En uno de sus formidables Cuadernos de lengua y literatura, Mario Ortiz elude esta clase de abstracciones y formula en cambio una especie de ensayo novelado en el que las letras son por fin relevantes. Lo que así nos recuerda (como lo hace el documental Helvética) es que las letras tienen también sus repúblicas, sus linajes o prosapias. Frassinelli en el Tratado las dividía en cuatro familias o árboles: las góticas, las romanas, las cursivas y las palote seco. Son familias distintas, obvio, porque es natural que mientras las góticas busquen arrebatarle un poco el estelar a las palabras, presentándose suntuosas o decorativas, las romanas se esfuercen por pasar piolas, como buenas obreras de los signos, apegadas a lo que los vieneses llamaban el “principio de discreción”.

Este era un principio bastante aristocrático, que el arquitecto Loos empleaba para disparar contra el capricho de las fachadas y del que su amigo Karl Kraus se valía para desdeñar las frases hechas.

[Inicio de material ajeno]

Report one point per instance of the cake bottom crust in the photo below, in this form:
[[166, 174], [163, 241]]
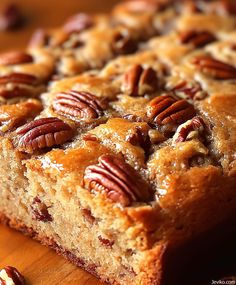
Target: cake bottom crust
[[49, 242]]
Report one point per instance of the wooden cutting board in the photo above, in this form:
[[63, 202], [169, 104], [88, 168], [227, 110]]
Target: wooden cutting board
[[39, 264]]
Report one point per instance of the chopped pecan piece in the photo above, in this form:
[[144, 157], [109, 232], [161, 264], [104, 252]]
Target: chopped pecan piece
[[40, 211], [117, 180], [196, 38], [10, 275], [139, 81], [78, 23], [196, 125], [15, 57], [43, 133], [214, 68], [123, 43], [81, 104], [166, 109]]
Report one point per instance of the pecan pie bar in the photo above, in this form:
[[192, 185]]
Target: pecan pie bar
[[127, 167]]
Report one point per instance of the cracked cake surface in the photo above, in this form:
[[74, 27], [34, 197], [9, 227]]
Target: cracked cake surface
[[118, 133]]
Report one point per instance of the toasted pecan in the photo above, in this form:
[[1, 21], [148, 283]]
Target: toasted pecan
[[117, 180], [43, 133], [166, 109], [139, 81], [79, 104], [196, 124]]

Ambos consideraban que estar bien vestido en Viena era estarlo de modo tal que nadie lo notara. Benjamin, quien sintió siempre por Kraus una admiración tan ciega como poco correspondida, conocía bien este principio, pero conocía más aun el de las letras, a las que realizaba toda clase de anatomías. Se las arreglaba mejor haciendo esto o dando directamente cursos de grafología, que traduciendo a Baudelaire.

Pero este principio de discreción en el uso de las tipografías no se puede aplicar de manera uniforme a todos los campos. Por ejemplo la constitución de la República de Chile, a la que solamente le falta la república, puesto que lo primero se hizo contra lo segundo, no está escrita en una tipografía poco discreta o ampulosa. No deriva de la gótica ni del barroco ni es muy abstrusa. El modelo que sus hacedores escogieron por aquellos días en los que se encerraron entre cuatro paredes, convirtiendo a todo el pueblo en su público, fue la times, una descendiente sobria del clan de las romanas que incluso, ahora que lo pienso, es la misma que estoy utilizando en este instante. Es una letra neutral, suave, que quiere dejar algo muy en claro pero pasar a la vez ella misma desapercibida.

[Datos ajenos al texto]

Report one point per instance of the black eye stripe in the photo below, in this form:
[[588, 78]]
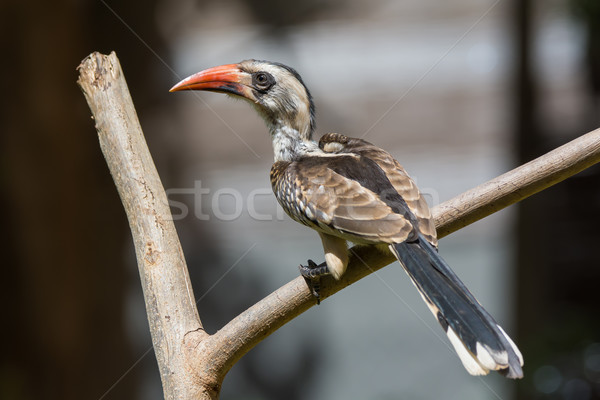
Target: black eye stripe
[[262, 81]]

En los orígenes de la República esto había sido exactamente al revés: el acta de la independencia se concibió en una cursiva manuscrita bien altisonante, no exenta de filetes y volutas rococó, fundamentalmente en las mayúsculas, que así imponían su jerarquía al resto de las letras más pequeñas y, de paso, a todo el que amenazara la independencia del país. La copia más que pulida que se realizó en el año 1832, tuvo que viajar hasta Perú para que O’Higgins la volviera a firmar. Pero lo que O’Higgins no estaba en condiciones de vaticinar en aquel momento, es que años más tarde esa misma copia que firmara de puño y letra sería hecha picadillos por quienes se tomaron el Palacio de La Moneda el 11 de septiembre.

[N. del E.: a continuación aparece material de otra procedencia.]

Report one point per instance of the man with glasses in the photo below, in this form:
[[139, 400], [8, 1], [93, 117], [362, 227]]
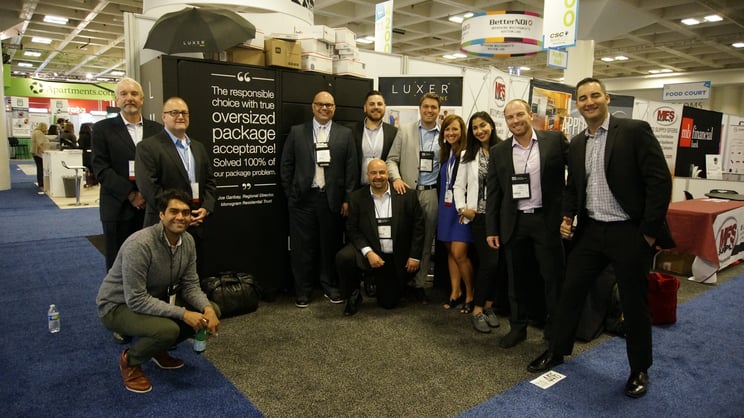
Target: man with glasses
[[319, 171], [172, 160]]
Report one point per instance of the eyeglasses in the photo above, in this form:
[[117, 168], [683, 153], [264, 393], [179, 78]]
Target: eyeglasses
[[175, 113], [324, 105]]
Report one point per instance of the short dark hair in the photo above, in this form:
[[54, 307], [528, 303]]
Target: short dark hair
[[171, 194], [588, 80]]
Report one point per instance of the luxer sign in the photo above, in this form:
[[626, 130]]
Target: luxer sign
[[685, 92]]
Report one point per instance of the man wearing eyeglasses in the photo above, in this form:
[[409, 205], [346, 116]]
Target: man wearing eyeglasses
[[318, 171], [172, 160]]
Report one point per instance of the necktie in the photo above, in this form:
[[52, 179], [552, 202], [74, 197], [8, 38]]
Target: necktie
[[320, 171]]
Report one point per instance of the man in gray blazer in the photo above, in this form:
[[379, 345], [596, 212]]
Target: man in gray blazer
[[318, 171], [413, 163], [526, 178]]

La historia es conocida (además de lamentable): ese día Allende, temiendo que el salón Toesca se incendiara, retiró el Acta de la Independencia que había firmado O`Higgins y se la pasó a la Payita, a quien un soldado se la arrebató de las manos. El soldado la hizo papel picado en medio de la alteración general, no escuchaba, estaba sordo, no menos en tal caso de lo que lo siguen estando ahora aquellos a quienes representaba. ¿A quienes representaba? A los que en 1980 cambiaron la letra fundamental de Chile llamando a la familia romana en lugar de la cursiva. La muerte de Allende fue tan simultánea a la del Acta de la República, como la muerte del Acta de la República lo fue a la extinción de la antigua dinastía de aquellas manuscritas. Los responsables de enterrarlas son los mismos que se oponen hoy a que se imparta educación cívica en las escuelas, diseño gráfico en un tiempo más quizá tampoco.